NAbg. Kitzmüller an Sebastian Kurz: Nehmen Sie sich der Altösterreicher in der Ukraine an!

Arsenij Jazenjuk muss Minderheiten anerkennen

Die Ukraine ist in aller Munde. Doch dem Schicksal der mindestens 33.000 Altösterreicher im Land wird in Österreich kaum Beachtung geschenkt. „Hier muss Sebastian Kurz aktiv werden. Ich erwarte mir, dass er die Probleme der altösterreichischen Minderheit national und auf europäischer Ebene und gegenüber den Vertretern der Ukraine anspricht“, fordert die FPÖ- Nationalratsabgeordnete und Vertriebenensprecherin, Anneliese Kitzmüller.
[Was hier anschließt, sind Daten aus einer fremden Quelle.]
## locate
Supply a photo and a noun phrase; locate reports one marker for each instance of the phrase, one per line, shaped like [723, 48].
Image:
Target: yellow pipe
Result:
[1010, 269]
Wladimir Leysle steht dem „Rat der Deutschen in der Ukraine“ vor. Er bestätigt, dass in der Ukraine seit der Unabhängigkeit von Russland die Rechte der deutschsprachigen Gruppe und anderer Minderheiten nicht durchgesetzt wurden: „Seit der Unabhängigkeit der Ukraine bis heute ist die Frage der Wiederherstellung der Rechte der verfolgten Völker, einschließlich der Deutschen, nicht entschieden.“ „Der Ausgang des Krim-Referendums veranschaulicht, dass die Ukraine nicht gerade ein Paradies für Minderheiten war und ist“, kritisiert Anneliese Kitzmüller.
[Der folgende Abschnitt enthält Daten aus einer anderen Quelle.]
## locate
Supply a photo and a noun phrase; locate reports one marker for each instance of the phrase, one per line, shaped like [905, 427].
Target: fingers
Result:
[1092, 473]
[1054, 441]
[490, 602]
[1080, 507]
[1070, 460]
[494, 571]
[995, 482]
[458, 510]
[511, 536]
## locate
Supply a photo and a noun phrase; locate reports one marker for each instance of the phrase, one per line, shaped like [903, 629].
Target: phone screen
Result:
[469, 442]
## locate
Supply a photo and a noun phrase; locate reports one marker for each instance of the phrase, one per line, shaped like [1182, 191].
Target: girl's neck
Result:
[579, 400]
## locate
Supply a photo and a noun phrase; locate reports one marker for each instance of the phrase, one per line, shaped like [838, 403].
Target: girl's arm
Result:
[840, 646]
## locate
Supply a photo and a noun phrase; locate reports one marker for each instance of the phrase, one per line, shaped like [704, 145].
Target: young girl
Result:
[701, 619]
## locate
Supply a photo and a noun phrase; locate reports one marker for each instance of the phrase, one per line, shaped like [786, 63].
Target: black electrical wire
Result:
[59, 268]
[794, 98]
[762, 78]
„Ministerpräsident Arsenij Jazenjuk sollte nicht bloß um europäische Unterstützung bitten. Die selbsternannte ukrainische Regierung sollte zeigen, dass sie im Umgang mit Minderheiten europäische Standards erfüllt. Es kann nicht sein, dass ein Staat unterstützt wird, der seinerseits Menschengruppen unterdrückt und von der Partizipation weitgehend ausschließt“, formuliert Kitzmüller einen klaren Standpunkt. „Ich erwarte mit auch von Außenminister Sebastian Kurz, endlich die Interessen der Altösterreicher zu thematisieren und konkret zu vertreten“, schließt Kitzmüller.